Several other Parliamentarians attended including MPs Karen Buck, Andrew Slaughter, Alastair Burt, Clive Betts, Andrew Love, Stephen Timms, Chris Williamson, Clive Efford, and the chair of the NHF Lord Matthew Taylor.
There was considerable cross–Party support for the SHOUT Manifesto. Although not everyone agreed with everything – with political differences most notable around the right to buy – there was a strong consensus in support of building more homes for social rent and in favour of the case for moving back from ‘benefits to bricks’. In an interesting contribution, Gary Porter called for all the political parties to put the removal of council borrowing for housebuilding from the public borrowing requirement in their manifestoes.
The 20 page Manifesto sets out the case for social rented housing as a central part of the solution to the housing crisis. It sets out SHOUT’s case, made in detailed evidence to the Lyons Commission, for 100,000 new social rented homes to be built a year, funded through raising the restrictions on council borrowing, increasing social housing grant, and making more robust demands on housing developers.
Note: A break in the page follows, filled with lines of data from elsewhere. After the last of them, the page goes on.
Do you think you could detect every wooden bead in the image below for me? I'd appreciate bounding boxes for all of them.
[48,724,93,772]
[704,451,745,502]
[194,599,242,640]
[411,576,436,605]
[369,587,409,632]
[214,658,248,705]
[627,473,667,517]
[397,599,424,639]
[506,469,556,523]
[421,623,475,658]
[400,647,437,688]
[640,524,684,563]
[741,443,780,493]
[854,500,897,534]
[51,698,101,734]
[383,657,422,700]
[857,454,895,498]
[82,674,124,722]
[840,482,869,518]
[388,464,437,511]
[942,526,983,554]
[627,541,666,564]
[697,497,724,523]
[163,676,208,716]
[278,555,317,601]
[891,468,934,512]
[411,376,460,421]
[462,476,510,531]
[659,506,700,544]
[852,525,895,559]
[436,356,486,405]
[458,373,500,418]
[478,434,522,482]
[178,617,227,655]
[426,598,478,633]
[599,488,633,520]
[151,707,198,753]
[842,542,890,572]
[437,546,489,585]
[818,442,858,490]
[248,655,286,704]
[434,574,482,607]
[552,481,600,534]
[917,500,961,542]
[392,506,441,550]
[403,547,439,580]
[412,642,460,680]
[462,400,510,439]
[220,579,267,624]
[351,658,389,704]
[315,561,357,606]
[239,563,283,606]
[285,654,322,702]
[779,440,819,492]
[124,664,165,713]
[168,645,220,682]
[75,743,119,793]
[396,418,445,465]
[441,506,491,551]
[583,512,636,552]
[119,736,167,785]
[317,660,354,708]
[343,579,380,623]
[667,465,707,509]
It calls for RTB sales to be genuinely replaced with ‘like for like’ new homes and for rents to be continue to be based on an affordability formula like the ‘target rents’ regime. It criticises the ‘affordable rent’ regime and calls on providers to refuse to sign up to it as it currently stands.
A central plank of the Manifesto is the call for an end to stigmatising misrepresentations and demonisation of social tenants.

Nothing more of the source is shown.